I wonder if Lincoln could have prevented the Confederate victory after the French intervened on behalf of the CSA. After the Battle of Gettysburg, the USA just didn't have the stomach to continue fighting, so they agreed to let the South go, losing Maryland and the nation's capital in the process. Of course, the USA built a new capital on the shore of Lake Michigan after the Chicago Fire of 1871, requisitioning the land on the old north side of Chicago for cheap.

If Lincoln had lived, could the Union have kept the southern states and ended slavery before its actual demise in the 1930s?
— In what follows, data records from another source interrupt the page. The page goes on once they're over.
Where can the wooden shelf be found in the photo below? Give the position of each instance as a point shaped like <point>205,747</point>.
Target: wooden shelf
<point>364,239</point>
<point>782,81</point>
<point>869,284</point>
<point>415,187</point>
What about the U.S. expansion at the turn of the 20th century, with the Union adding Cuba as a territory and eventually a state?
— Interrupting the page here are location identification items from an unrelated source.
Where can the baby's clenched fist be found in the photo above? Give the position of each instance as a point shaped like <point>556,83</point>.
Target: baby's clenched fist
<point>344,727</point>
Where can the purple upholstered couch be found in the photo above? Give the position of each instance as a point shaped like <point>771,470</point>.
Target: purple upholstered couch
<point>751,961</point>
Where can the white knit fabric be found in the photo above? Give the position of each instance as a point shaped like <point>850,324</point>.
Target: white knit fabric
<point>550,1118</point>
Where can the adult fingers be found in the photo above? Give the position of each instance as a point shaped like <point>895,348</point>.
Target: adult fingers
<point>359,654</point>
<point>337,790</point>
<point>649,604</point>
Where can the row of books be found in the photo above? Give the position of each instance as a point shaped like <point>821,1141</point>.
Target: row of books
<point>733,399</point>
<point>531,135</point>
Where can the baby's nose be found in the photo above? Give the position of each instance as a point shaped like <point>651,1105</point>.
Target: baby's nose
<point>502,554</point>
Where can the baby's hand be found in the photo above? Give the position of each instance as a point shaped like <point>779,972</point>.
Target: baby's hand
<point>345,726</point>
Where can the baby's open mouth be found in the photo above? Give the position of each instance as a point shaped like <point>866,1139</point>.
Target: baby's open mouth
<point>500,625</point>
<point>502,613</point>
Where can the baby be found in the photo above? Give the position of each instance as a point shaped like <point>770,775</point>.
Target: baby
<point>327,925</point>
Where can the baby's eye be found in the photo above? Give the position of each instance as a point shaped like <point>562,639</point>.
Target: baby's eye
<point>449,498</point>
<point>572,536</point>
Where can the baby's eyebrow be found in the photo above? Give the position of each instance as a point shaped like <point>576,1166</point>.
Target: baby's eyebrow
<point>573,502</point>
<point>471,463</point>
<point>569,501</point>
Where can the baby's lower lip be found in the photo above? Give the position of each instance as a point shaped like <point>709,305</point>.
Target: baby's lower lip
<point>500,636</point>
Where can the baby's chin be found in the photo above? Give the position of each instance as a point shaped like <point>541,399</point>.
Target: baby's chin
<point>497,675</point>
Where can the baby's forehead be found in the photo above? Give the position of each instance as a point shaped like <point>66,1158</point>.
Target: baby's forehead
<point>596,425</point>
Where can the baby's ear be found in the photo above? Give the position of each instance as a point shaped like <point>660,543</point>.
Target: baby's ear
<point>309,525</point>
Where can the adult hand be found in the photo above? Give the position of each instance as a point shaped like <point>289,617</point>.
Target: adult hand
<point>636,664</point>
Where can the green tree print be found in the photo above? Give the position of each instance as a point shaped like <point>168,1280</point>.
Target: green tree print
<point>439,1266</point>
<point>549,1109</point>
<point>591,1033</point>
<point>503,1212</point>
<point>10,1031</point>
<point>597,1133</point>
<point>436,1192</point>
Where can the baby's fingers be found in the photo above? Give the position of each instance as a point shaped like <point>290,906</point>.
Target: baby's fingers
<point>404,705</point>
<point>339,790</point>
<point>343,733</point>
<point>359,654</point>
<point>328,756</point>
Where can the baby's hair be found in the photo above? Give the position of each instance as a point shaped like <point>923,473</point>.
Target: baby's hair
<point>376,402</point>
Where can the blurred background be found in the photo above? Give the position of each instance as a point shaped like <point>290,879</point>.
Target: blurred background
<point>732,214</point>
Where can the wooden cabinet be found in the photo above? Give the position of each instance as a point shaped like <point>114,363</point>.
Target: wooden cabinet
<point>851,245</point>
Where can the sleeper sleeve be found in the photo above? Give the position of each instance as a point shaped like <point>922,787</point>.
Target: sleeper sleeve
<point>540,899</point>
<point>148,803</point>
Of course, if the Confederacy doesn't survive, that averts the disastrous Confederate Civil War of the 1980s, where the peripheral former Mexican and Central American territories joined with a swath of blacks and revolted against the Montgomery government. I've heard that Lincoln wanted to establish a free black nation in Africa for freed slaves, so there wouldn't be very many black folks to revolt or even rise up if Lincoln lived.
 
It's hard to say. It all depends how well of a diplomat or, in case that failed, a military strategist he was. I can see him trying diplomacy, but something tells me the CSA wouldn't have had any of it. As for military strategy... The man was smart, however, he lacked the experience of his Confederate counterpart, Jefferson Davis, himself an officer of rank. Could he have taken advantage of the Union's strenght the way Hamlin failed to do? Maybe. But it is a hard sell.

Either way, had it not been for that, Mexico might have had a better chance at throwing off the French and avoid losing more northern lands to the slavers as the Conservatives traded them in exchange for aid in capturing Benito Juarez...

Though again, it would have also butterflied away the Mexican renaissance a few years later, where Maximilian, enraged at how the Conservatives acted behind his back to cede land to the Confederates, openly acquited Benito Juarez and made Porfirio Diaz the new Chancellor, swiftly opening a congress and calling out to elections for a new Prime Minister, resulting in Juarez himself elected. A short civil war later, the trio of Maximilian, Juarez and Diaz would rapidly modernize Mexico and prepare them for the inevitable war in the 1880's, where Mexico smashed the Confederates and retook all the land up to Texas.

Another interesting butterfly would be in terms of the German states. You think a display of centralized Federalism, plus a humilliated France, might have an effect on accelerating and solidifying their Unification?
 
It all depends on how a President Lincoln would handle the War Between the States compared to President Hamlin. His single term in Congress, where he opposed the Mexican War on ethical grounds, would point toward his letting the South split off more peacefully - which might go a long way toward easing tensions between the two American nations. However, his strong Unionist rhetoric would hint otherwise. I can't see him calling out the militia mere days after his inauguration like President Hamlin; he'd be a lot less hasty than that and probably at least try diplomacy... but the Confederacy would reject anything he could say just like they rejected the OTL offer of the Corwin Amendment, and I can't guess what might happen after that.
 
I wonder if the question about presidential succession would ever be answered. Yes, Hamlin took the reins, but they were quick to point out that nothing in the Constitution provided for the death of a president-elect. Certainly Congress wouldn't have pushed rough the obvious rule patch amendment in 1861 making VP succession law and codifying succession after the VP. I wonder what number amendment it would be instead of 13.